Tahlequah Daily Press

February 5, 2013

911 call logs reveal residents’ fears in wake of explosion

By JOSH NEWTON
Staff Writer

TAHLEQUAH — Recordings of the 911 calls made after a house explosion in Briggs Saturday evening reveal the initial confusion about what had actually happened.

Several callers phoned in after the explosion shook their homes along State Highway 51 east of Tahlequah, near TNT Grocery. Most weren’t sure what had happened, but believed something might have exploded nearby.

The first call to Cherokee County 911 dispatchers was made at 7:03 p.m., and several more followed.

“There was an explosion,” one woman said. “It was across from where we live. We could see it from here, it shook the whole house. ... I don’t know if it was a car wreck, if it was a house. ... It was really, really loud, though.”

Other callers explained a house had exploded.

“I don’t know, I just heard an explosion, and we’re worried,” one woman told dispatchers. “We think maybe a house or something exploded across the highway. Something strange is going on!”
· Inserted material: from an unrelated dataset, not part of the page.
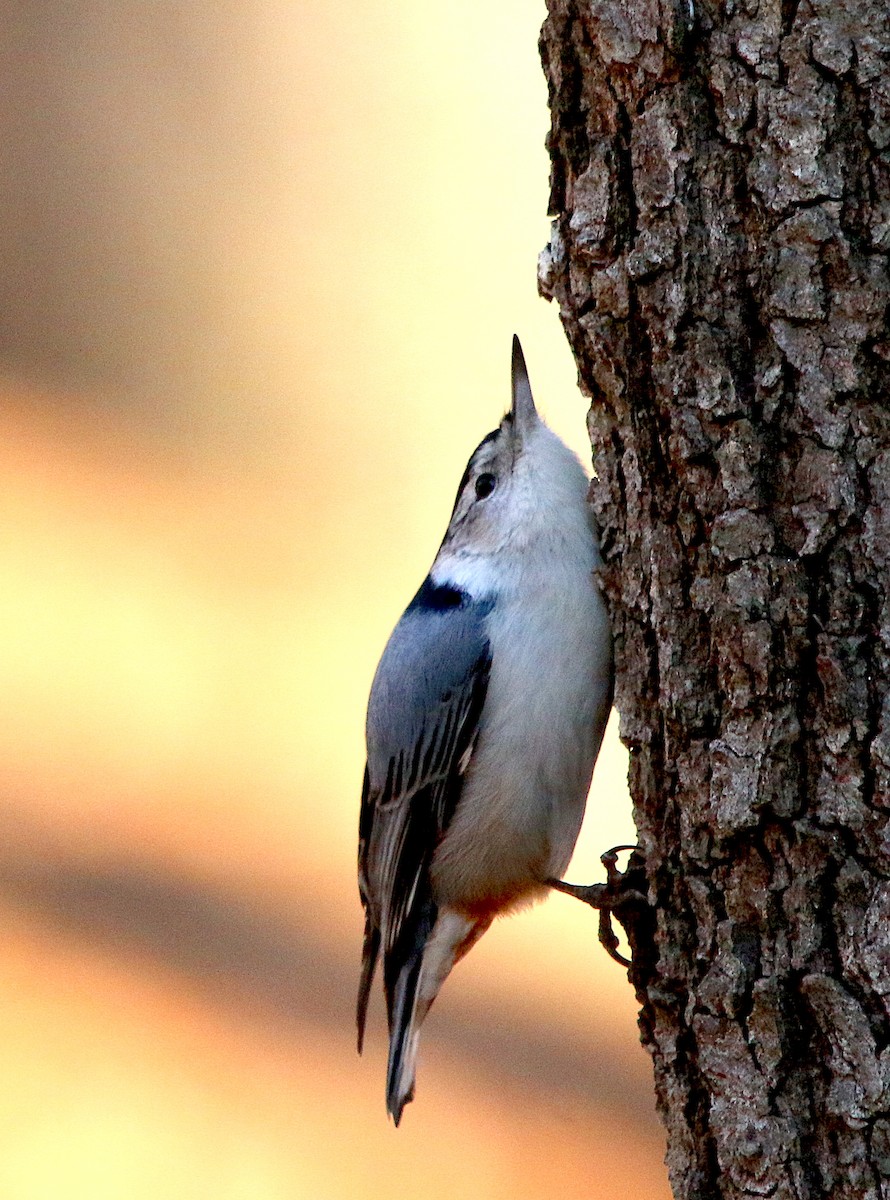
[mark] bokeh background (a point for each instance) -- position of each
(259, 268)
Another woman told dispatchers a man was buried beneath the destruction and was yelling for help.

“There’s a gentleman buried or something, he’s probably going to need an ambulance,” a woman told 911 dispatchers. “He’s saying, ‘Help me! Help me!’ We can hear him. It’s right across from TNT. ... He’s underneath the house. He’s probably going to need an ambulance.”

Welling firefighters were dispatched to the area at 7:05 p.m. According to Cherokee County Undersheriff Jason Chennault, 50-year-old Jeff Saddler was pulled from the rubble of the home after what investigators believe was a propane explosion. Saddler suffered critical injuries and was flown to a Tulsa hospital Saturday evening.

The last report local authorities had was that Saddler was still listed as “very critical.”

Chennault said Saddler was home alone when the explosion occurred. The blast could be heard several miles away, and sent debris in all directions.

“From what we have seen so far, it appears to have been a propane explosion,” said Chennault. “The house is a total loss.”

Investigators arrived early Sunday morning to survey the damage. They believe the explosion was caused by a buildup of propane beneath the house. Chennault said a gas cook stove had been installed in the home prior to the incident, and Saddler was cooking when the explosion occurred.

A propane tank had also recently been installed, authorities at the scene said Sunday.

“We’re not sure if [the cook stove] was the origin, but the investigators tell us it looks like it was an explosion from a low point in the house,” said Chennault.

Part of the initial confusion about whether the home had exploded likely stemmed from the lack of fire at the scene, though residents in the Briggs area did report seeing a ball of fire shoot into the sky when the explosion occurred.

“It blew everything up and out,” said Chennault.

Chennault said Saddler had only been living in the home for about a week.

Pieces of the home’s roof, clothing, and other items were scattered in nearby trees. A door of the home was blown across S.H. 51.

Oklahoma Highway Patrol troopers had to shut down the highway Saturday evening as first responders arrived at the scene, and debris had to be moved out of the road before traffic was allowed through the area.